Global speciality insurer and reinsurer MS Amlin has undergone a major overhaul of its insurance lines but, unlike many other similar companies, has decided to keep the marine business intact.

The cutbacks, which involve withdrawing from a total of nine classes of business, are part of an ongoing plan to transform the company's financial performance by 2023.

However, its marine business has been largely untouched. MS Amlin's marine portfolio covers hull, cargo, fixed premium protection and indemnity, yacht and war risk cover. It brings in around £430m ($528m) in premium annually.

MS Amlin has instead decided to combine marine cover with its international property and casualty and aviation lines in a newly formed speciality division.

The speciality group will be headed by division chief executive Tom Clementi.

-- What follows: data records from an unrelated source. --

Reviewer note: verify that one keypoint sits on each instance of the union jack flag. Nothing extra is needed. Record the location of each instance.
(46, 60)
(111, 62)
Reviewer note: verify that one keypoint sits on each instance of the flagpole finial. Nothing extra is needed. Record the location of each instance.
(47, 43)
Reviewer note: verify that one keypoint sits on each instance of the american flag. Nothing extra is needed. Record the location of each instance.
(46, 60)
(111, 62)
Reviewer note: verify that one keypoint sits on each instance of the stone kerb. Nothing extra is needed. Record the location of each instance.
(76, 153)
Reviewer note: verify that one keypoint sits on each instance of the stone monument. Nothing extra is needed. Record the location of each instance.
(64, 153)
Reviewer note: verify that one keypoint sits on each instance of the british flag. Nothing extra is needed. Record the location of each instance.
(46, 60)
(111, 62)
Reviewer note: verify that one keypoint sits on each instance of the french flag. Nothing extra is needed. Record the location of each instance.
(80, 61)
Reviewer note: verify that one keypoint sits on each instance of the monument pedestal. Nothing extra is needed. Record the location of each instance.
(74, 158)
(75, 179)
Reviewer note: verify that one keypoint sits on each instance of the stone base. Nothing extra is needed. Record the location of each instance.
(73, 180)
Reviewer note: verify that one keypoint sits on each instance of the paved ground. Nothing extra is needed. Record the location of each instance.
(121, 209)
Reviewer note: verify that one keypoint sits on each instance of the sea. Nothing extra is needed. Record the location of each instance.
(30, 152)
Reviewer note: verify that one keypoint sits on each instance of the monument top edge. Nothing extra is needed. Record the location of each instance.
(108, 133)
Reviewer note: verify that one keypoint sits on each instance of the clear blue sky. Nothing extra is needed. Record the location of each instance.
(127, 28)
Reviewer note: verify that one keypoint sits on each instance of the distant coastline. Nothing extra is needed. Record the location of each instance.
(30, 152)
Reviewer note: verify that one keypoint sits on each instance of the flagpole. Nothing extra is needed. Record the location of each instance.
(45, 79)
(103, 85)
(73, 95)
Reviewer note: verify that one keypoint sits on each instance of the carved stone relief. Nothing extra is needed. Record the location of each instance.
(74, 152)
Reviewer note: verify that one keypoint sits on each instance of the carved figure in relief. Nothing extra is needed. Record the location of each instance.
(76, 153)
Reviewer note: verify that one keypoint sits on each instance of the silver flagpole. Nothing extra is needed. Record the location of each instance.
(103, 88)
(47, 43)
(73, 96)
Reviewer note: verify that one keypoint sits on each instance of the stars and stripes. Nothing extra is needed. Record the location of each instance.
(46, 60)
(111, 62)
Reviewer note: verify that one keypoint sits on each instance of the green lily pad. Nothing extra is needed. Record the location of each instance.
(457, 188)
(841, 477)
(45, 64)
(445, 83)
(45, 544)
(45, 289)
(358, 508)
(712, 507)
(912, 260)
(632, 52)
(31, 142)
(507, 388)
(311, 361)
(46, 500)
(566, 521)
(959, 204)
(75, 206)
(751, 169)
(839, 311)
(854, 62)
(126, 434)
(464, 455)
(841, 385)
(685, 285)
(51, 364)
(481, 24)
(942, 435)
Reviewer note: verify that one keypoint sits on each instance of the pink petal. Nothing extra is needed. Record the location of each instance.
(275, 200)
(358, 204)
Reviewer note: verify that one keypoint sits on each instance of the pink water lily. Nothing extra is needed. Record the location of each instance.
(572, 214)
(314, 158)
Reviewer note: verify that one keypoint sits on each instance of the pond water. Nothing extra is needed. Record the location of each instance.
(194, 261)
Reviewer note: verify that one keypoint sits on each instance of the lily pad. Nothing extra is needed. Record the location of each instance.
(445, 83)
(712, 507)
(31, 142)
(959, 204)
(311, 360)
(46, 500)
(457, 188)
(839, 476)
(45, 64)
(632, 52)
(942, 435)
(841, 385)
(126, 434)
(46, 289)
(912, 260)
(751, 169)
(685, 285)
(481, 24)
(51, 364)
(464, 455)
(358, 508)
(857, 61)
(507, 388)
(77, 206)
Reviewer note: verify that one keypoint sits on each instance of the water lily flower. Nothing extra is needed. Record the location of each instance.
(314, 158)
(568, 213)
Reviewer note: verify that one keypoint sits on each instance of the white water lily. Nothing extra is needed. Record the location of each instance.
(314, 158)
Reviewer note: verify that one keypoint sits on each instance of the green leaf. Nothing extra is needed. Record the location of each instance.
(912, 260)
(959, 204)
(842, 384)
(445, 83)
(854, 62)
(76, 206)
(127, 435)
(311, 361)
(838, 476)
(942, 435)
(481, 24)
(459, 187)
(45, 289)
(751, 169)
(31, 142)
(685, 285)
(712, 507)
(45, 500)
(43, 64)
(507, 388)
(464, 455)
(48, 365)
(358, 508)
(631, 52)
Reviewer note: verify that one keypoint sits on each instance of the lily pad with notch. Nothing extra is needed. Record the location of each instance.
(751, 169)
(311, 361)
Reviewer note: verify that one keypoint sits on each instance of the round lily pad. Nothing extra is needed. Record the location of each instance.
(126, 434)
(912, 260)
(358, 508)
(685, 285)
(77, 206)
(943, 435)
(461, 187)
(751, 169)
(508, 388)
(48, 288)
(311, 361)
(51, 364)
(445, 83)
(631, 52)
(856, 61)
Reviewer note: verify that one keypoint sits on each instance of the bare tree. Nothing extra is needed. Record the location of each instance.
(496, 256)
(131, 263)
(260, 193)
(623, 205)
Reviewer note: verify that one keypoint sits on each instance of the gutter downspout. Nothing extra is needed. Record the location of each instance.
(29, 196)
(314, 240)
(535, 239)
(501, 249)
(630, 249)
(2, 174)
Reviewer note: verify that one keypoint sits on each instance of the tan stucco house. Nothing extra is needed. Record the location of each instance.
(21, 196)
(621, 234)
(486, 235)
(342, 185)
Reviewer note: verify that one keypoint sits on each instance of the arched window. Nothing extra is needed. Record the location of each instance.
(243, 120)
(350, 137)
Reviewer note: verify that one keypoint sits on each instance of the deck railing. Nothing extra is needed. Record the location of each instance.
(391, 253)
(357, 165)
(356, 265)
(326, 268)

MS Amlin chief executive Simon Beale said: “The decisive measures we are taking across our underwriting portfolio will allow us to focus and build on our track record of providing risk solutions to our clients’ most complex needs. It will refocus our business and ensure we are best placed to serve our clients and their shifting demands, as technology, digitalisation and data and analytics trends continue to change the nature of insured risk.”

MS Amlin’s move comes in contrast to some other speciality insurers, which are continuing the recent trend of cutting back on marine business.

In September ArgoGlobal said it is to withdraw from its Lloyd’s 1200 Syndicate underwriting operations in Asia, including “most” of its hull underwriting business.

Matt Harris, group head of international operations at ArgoGlobal, pointed out that Syndicate 1200 Asia represented only 3% of the company’s total marine hull premiums and its closure does not represent a withdrawal from marine.

“It is important to note, however, we are fully committed to the remaining marine classes we insure and insuring hull on non-Lloyd’s platforms,” he said. He added that the company is considering selling hull cover through its the Dubai platform of Syndicate 1200.

Axis Capital also pulled out of marine last month as part of a cull of unprofitable lines of business. It is understood that its London operation will continue to provide war risk cover.

Earlier, major marine insurance provider Swiss Re said it would pull out of providing cargo cover and move most of its marine hull and machinery business out of London to Genoa.